In February 2009, President Obama signed into law the American Recovery and Reinvestment Act of 2009 (ARRA), which authorized an additional $2 billion nationwide for a second round of NSP (NSP2) to be used for the same purposes as provided in the original NSP1 Program. Alameda County HCD created the NSP2 Consortium to cover areas where HUD approved the use of funding (consisting of the cities of Emeryville, San Leandro, Hayward, Union City, Newark, Fremont, Dublin, Pleasanton, Livermore and the unincorporated County) to apply for $11,000,000 of NSP2 funding. On January 19, 2010, HUD informed the County of its award of the full $11,000,000 of NSP2 funding. Alameda County has committed up to $17 million in Mortgage Credit Certificates (MCCs) which provide an eligible buyer with the opportunity to reduce their federal income taxes otherwise due. This helps the buyer qualify for a higher first mortgage, without increasing their monthly expenses.
HCD, as lead member of the NSP Consortium, negotiated agreements with two development partners, selected by members of the Consortium to implement NSP 2, which include Hello Housing and Habitat for Humanity East Bay.

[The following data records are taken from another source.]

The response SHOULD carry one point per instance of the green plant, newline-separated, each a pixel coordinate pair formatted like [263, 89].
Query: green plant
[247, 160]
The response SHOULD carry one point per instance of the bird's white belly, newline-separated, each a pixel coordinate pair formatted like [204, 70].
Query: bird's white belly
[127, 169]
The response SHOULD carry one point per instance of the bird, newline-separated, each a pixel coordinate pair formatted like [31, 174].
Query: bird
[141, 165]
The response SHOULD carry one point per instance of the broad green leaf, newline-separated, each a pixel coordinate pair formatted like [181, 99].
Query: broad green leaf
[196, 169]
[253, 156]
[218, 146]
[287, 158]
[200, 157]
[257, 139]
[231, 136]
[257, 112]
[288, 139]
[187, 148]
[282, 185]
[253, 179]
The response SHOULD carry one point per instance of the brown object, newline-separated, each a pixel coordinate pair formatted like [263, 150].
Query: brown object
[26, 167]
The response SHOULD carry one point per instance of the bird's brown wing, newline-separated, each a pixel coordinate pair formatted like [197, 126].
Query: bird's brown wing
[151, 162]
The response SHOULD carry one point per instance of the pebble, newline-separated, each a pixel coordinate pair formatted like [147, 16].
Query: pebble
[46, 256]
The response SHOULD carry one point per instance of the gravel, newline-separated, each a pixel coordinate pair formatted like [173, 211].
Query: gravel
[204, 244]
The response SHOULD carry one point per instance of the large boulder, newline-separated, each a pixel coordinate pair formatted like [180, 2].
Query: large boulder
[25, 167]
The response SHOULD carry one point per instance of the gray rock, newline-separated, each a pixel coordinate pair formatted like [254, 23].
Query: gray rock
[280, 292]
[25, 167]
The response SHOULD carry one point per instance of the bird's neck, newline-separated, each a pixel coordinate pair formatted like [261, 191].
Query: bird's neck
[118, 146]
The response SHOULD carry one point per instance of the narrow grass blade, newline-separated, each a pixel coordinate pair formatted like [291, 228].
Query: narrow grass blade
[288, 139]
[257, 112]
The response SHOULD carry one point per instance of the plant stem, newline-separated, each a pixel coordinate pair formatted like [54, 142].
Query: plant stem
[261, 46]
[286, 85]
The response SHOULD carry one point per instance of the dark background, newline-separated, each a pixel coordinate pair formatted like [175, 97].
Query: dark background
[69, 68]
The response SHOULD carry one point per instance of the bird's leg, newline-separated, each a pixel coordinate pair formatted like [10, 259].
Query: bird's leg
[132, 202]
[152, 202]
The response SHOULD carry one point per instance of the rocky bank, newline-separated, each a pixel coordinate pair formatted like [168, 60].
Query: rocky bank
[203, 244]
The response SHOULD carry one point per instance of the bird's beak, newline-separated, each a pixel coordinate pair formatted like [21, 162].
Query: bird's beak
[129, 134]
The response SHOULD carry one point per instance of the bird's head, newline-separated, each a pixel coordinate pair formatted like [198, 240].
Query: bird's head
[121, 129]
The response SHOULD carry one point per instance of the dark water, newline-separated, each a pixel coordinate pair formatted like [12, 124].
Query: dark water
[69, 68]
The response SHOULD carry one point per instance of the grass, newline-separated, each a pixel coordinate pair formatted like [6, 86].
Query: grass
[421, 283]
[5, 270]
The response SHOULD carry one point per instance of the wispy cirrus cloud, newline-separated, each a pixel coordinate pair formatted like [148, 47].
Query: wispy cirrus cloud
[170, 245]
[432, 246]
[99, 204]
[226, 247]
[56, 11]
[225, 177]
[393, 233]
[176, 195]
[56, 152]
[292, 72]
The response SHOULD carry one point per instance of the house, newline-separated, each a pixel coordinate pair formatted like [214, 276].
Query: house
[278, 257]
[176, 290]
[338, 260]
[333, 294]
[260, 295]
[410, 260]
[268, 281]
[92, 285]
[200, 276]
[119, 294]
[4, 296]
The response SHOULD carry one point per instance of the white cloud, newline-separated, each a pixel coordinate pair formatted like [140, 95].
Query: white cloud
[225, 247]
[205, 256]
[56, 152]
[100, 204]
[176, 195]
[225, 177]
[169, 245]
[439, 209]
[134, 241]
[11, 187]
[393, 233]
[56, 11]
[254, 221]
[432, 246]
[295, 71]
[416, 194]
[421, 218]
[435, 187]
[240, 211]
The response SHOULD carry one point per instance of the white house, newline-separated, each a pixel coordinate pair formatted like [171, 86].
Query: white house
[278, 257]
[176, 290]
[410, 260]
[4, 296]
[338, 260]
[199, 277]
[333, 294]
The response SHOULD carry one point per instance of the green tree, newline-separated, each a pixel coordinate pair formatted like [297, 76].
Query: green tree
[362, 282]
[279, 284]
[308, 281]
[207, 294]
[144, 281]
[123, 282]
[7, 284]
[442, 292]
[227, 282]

Alameda’s Affordability Requirements
One of the obligations for the Neighborhood Stabilization Program is that eligible homebuyers comply with long-term affordability requirements. Due to the change in the housing market, there has been a change to the affordability requirements. All homebuyers will be required to execute a “resale restriction and option to purchase agreement”, which is recorded against the property requiring that, in the event the homebuyer decides to sell the property in the first 30 years, the property must be sold at a price affordable to middle-income households (120% of Area Median Income or below).